Wednesday 18 January 2012

Microsoft unveils its cloud management bundle

It was expected that Microsoft would unveil it’s cloud management bundle (System Center 2012) details yesterday and that is exactly what they did into two editions: Standard and Datacentre.  It had been rumored that Microsoft would take this move rather than sell individual products. 

The announcements from Microsoft positioned System Center 2012 as a public and private cloud management platform with a number of new additions to the bundle.

There will be two System Center 2012 SKUs: Standard and Datacenter.

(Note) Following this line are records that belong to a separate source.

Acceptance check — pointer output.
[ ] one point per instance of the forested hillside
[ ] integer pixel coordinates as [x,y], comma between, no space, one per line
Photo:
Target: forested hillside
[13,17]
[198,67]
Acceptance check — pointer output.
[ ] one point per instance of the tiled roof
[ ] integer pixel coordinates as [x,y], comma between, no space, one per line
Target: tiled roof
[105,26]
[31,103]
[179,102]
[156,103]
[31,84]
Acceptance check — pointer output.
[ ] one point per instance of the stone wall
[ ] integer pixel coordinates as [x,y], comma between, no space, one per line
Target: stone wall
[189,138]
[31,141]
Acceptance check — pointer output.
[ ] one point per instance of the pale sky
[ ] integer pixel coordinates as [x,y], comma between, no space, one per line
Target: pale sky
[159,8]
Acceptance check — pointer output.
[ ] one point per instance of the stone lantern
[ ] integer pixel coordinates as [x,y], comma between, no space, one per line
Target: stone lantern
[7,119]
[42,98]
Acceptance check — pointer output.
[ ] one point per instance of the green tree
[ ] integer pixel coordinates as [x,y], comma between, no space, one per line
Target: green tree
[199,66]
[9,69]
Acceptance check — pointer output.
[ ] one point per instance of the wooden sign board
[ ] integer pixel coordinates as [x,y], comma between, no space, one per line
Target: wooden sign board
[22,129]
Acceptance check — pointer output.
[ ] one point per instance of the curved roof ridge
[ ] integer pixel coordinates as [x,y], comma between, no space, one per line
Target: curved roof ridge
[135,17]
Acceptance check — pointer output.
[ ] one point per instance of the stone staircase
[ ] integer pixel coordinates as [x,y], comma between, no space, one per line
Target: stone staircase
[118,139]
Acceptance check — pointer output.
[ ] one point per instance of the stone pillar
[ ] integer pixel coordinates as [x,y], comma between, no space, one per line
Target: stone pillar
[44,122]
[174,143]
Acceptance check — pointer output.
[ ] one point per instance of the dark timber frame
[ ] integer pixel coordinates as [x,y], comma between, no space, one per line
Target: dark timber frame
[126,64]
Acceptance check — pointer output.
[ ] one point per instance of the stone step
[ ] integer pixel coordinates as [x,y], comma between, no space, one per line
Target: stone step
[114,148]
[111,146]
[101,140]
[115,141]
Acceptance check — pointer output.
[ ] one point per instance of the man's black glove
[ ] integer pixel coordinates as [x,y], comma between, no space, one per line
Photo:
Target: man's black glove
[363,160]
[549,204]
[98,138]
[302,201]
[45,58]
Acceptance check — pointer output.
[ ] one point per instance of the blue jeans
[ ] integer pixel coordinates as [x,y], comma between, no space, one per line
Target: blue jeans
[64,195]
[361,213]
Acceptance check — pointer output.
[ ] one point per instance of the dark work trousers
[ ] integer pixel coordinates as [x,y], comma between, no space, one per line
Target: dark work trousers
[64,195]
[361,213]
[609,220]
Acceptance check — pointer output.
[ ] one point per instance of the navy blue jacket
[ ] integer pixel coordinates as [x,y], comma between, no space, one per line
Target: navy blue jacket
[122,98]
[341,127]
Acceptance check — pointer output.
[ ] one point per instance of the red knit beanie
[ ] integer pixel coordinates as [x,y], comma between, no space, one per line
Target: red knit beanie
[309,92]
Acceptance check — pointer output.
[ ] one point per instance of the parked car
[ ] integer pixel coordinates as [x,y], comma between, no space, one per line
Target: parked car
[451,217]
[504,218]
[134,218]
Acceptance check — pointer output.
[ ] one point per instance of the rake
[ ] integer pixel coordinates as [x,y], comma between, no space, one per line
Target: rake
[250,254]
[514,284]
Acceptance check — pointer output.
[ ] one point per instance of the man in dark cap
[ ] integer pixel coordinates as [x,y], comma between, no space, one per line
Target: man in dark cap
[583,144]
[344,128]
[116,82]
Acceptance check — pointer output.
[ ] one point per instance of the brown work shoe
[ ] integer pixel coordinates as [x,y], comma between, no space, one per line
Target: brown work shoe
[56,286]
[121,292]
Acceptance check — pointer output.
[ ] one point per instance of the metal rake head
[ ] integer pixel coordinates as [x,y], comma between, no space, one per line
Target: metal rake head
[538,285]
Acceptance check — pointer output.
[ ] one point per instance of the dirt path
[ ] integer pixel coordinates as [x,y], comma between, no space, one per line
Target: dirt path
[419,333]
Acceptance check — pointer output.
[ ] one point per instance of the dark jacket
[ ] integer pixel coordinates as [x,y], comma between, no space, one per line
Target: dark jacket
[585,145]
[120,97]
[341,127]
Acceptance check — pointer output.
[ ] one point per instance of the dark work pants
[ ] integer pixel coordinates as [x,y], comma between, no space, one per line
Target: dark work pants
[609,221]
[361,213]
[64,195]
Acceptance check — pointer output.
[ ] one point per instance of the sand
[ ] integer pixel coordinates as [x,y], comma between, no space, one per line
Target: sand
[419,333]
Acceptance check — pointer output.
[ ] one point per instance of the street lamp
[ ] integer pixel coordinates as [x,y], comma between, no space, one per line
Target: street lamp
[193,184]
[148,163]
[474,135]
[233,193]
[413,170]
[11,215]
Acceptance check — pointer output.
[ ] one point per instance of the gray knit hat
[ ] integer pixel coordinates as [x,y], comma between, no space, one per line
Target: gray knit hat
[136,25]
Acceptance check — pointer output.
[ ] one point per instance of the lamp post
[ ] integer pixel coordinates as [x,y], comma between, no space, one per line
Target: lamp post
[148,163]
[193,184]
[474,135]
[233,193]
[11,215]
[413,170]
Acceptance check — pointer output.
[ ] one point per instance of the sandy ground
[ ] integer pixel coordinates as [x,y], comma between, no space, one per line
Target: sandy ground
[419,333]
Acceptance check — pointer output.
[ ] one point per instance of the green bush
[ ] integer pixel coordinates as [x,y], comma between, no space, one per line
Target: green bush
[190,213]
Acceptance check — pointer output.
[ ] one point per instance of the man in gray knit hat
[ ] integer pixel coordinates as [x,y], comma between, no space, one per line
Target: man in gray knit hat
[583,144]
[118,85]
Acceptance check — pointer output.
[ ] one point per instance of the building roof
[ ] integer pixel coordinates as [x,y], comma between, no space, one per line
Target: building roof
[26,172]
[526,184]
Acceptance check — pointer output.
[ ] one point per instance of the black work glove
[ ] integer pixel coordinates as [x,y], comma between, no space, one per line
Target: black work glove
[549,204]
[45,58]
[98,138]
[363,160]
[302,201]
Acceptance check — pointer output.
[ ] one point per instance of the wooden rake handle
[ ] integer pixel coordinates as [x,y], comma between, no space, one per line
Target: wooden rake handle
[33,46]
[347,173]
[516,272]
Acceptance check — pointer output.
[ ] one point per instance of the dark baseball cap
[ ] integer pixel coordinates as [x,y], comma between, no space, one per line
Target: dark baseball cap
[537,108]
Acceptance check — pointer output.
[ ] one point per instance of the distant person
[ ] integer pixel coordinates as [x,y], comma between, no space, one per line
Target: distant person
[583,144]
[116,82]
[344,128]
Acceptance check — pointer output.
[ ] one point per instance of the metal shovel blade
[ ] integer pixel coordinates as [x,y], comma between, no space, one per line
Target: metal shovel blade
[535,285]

Each includes the same group of eight point products, but with only two “operating system environments” (OSEs) supported for Standard, and an unlimited number supported for Datacenter. (OSEs can be physical and/or virtual machines).

Microsoft didn’t officially name a RTM date for the final version of System Center, but it is expected that this will be announced sometime in April.

So what is in the System Center 2012 bundle?  Those in italics are new additions for 2012.

  • App Controller – This is a new addition to System Center and provides a single management portal showing both public and private cloud resources providing administrators with a single view of their private and public cloud resources.
  • EndPoint Protection: The security client formerly known as Forefront EndPoint Protection is now part of System Center and is integrated with Configuration Manager.
  • Orchestrator (Was Opalis): Adds workflow automation and third-party integration with the 2012 release.
  • Virtual Machine Manager: The 2012 release can now manage even more hypervisors from not just Microsoft, but also additional third parties.  Microsoft have also got the market pretty excited over the last year around server application virtualisation and this is the edition that supports that vision.
  • Configuration Manager: Has more valuable features such as settings management with remediation and also provides integration with System Center Endpoint Protection.
  • Service Manager: Adds more self-service management capabilities and new data warehousing and reporting features.
  • Operations Manager: There is more support for Unix/Linux management functionality, customisable dashboards and more app-performance management and network monitoring.
  • Data Protection Manager: New in this release is new role-based administration and item-level recovery for VMs which is a big requirement for virtualisation administrators.

So all in all some long awaited functionality and yet more additional value added by Microsoft and should help you make the move to a private cloud and any subsequent public cloud simpler.